I left the bar in the middle of the 11th, knowing exactly what was about to happen. I was almost to my car when I heard the cheers from the Yankee-filled deck wrapping around the bar. I looked back at the scene, and my eyes moved up to the tiny TV hanging overhead, just in time to see Boone's HR fall into the bleachers.

There are tons of stories from that post season, but that one still haunts me. And as I flipped through the pages, Simmons brought me back. It even got a little dusty in here.

And the best part of going back in time and reading history as it unfolds? You're taken back to those emotions, nearly as pure as when you first felt them. Tingles when we signed Schilling. Swagger after the A-Rod fight. Heck I remember my exact whereabouts when ESPN radio told me Schilling might come back for Game 6 at Yankee Stadium. Screeching to a stop, bounding out of my car and racing - almost skipping- down my walkway to tell my roommate what I'd just heard - that there might still be hope. It all comes back. And as we so wonderfully learned in 2004, our current 2008 situation might not be as hopeless as it seems, as it's always darkest before the dawn. So keep ya head up.

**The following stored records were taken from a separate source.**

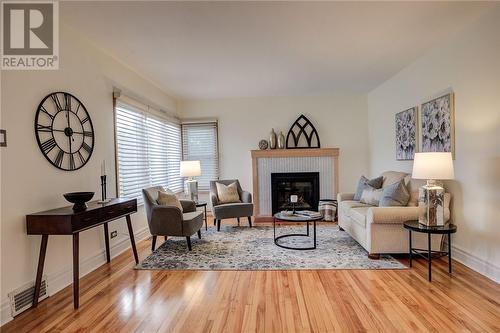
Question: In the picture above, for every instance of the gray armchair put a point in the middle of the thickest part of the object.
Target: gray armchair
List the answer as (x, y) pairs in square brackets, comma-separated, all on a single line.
[(169, 220), (230, 210)]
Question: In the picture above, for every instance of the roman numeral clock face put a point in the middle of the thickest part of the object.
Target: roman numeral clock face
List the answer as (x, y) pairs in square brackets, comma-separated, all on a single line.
[(64, 131)]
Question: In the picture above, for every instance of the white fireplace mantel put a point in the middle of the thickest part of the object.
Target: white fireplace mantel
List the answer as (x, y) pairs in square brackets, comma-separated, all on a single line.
[(265, 162)]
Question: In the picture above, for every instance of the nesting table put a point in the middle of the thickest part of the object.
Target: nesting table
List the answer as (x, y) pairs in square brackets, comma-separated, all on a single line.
[(414, 226)]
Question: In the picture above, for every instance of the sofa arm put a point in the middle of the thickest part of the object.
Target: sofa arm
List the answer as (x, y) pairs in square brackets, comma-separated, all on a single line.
[(246, 197), (345, 197), (391, 215)]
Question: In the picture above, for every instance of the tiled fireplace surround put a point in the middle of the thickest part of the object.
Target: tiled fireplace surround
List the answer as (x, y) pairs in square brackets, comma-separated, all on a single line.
[(265, 162)]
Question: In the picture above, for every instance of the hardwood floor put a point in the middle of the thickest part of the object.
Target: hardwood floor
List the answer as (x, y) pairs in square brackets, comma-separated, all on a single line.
[(117, 298)]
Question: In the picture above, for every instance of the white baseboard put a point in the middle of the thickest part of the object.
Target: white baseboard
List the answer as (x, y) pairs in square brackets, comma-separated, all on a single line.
[(477, 264), (60, 280)]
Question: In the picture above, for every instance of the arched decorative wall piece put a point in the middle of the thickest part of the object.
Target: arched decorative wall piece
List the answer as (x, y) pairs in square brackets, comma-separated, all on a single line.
[(302, 126)]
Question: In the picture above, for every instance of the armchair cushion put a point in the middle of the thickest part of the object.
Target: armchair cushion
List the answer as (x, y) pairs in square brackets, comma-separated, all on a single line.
[(188, 206), (227, 193), (246, 197), (168, 199), (232, 210)]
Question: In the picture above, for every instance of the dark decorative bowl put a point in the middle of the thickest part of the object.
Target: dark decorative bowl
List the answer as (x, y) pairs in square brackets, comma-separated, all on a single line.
[(79, 199)]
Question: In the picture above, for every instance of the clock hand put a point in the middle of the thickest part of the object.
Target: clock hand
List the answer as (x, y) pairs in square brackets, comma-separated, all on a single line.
[(69, 136)]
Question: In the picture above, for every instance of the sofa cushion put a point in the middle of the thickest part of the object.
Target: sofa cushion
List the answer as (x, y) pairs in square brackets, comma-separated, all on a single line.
[(363, 182), (371, 196), (391, 177), (345, 206), (395, 195), (359, 214)]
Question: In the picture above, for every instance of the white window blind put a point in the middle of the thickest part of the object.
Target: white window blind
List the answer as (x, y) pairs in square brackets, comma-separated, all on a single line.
[(199, 143), (149, 151)]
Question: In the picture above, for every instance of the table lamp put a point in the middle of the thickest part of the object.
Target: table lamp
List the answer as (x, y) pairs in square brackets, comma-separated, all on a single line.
[(432, 167), (191, 169)]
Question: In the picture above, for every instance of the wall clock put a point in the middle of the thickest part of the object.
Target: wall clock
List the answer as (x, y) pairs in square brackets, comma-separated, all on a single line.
[(64, 131)]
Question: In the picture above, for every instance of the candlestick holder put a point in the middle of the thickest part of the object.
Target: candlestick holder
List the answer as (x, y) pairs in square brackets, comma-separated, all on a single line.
[(103, 190)]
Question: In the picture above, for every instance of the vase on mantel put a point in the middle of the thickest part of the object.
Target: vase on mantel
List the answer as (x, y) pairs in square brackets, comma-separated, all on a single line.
[(281, 141), (272, 139)]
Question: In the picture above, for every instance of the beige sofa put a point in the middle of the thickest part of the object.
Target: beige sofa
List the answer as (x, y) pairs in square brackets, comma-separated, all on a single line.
[(380, 229)]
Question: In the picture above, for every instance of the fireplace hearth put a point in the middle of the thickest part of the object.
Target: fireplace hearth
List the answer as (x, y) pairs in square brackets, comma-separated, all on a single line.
[(303, 184)]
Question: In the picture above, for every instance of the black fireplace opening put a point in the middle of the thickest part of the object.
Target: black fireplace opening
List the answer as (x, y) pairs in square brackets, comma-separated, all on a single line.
[(303, 184)]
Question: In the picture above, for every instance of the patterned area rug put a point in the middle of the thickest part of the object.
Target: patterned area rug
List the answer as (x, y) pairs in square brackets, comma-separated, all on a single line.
[(244, 248)]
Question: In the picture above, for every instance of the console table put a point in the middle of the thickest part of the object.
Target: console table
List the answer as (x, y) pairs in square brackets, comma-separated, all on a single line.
[(65, 221)]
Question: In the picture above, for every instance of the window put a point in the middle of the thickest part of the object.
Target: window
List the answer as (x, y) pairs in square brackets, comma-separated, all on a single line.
[(148, 151), (199, 143)]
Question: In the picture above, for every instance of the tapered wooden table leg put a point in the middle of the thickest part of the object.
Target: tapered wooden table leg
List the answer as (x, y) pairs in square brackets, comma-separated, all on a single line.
[(76, 271), (106, 240), (39, 271), (132, 240)]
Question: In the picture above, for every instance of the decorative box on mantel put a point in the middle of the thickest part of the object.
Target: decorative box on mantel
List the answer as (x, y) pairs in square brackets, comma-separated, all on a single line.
[(265, 162)]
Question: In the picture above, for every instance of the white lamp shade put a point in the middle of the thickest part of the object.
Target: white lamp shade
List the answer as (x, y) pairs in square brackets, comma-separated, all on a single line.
[(190, 168), (436, 166)]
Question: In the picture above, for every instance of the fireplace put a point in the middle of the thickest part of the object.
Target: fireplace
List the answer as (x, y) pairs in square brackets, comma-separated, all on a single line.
[(303, 184)]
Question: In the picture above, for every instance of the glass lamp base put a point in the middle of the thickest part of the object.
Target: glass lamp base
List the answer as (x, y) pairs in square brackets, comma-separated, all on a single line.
[(431, 204)]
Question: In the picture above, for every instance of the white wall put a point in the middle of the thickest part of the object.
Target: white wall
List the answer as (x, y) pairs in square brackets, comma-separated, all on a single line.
[(339, 119), (30, 183), (469, 65)]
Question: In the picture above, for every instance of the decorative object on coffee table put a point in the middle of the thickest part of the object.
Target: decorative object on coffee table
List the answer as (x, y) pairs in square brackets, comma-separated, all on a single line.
[(281, 141), (293, 201), (439, 230), (432, 167), (406, 134), (295, 218), (263, 144), (191, 169), (64, 131), (79, 199), (438, 124), (272, 139), (328, 208), (302, 134)]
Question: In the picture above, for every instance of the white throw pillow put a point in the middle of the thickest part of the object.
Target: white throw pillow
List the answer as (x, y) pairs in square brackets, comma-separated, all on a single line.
[(371, 196), (168, 199), (227, 194)]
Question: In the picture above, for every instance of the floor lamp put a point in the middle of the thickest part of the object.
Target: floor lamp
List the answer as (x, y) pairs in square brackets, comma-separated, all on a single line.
[(191, 169)]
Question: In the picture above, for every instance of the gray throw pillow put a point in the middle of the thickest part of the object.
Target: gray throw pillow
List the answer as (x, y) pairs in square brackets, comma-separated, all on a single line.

In terms of the book, I'm at the precipice of that Yankees series. And my emotions are so great I had to write something down. So here ya go. After this I'll probably pop Faith Rewarded into the DVD player for another go-around. I watched the 2007 Official World Series DVD immediately following last night's debacle, but all it talked about was how great the Manny/Papi duo is in the post season, how clutch Mike Lowell is in the spotlight, and how Curt Schilling's heroics saved the world again. I don't recommend this video to anyone right now. Don't even bother. If you're looking for inspiration - for hope - you need look no further than Faith Rewarded and Now I Can Die in Peace. Because while most of the faces have changed, the emotions will always be there.

After all, it feels so good [so good] to believe again.
Sidenote: All this memory lane stuff brings me back to a scenario posed to me a few years ago. I had just heard from a friend that my ex girlfriend ran into Derek Jeter and newly-turned-Yankee Johnny Damon at a Scottsdale nightclub. The immediate thought that ran through my head - who of the three would I save if the building caught fire and there was only time for one rescue before the ceiling caved in?

To be perfectly honest with you, at the time the answer was probably Jeter. Now... actually ya know what? Still Jeter.
Irregardless, let's win this thing.

(More tomorrow...)

Tuesday, October 14, 2008

The lines are in...

From: Ethan Furtek <withheld@gmail.com>
Sent: Tuesday, October 14, 2008 11:56:09 AM
Subject: [blank]

I'm guaranteeing victory tonight. Print it.

From: "Cicchetti, Nicholas J" <withheld@StateStreet.com>
Sent: Tuesday, October 14, 2008 12:04:27 PM

Noted. I will add to the pot a guaranteed 12:15 EST end time with Wake on the hill.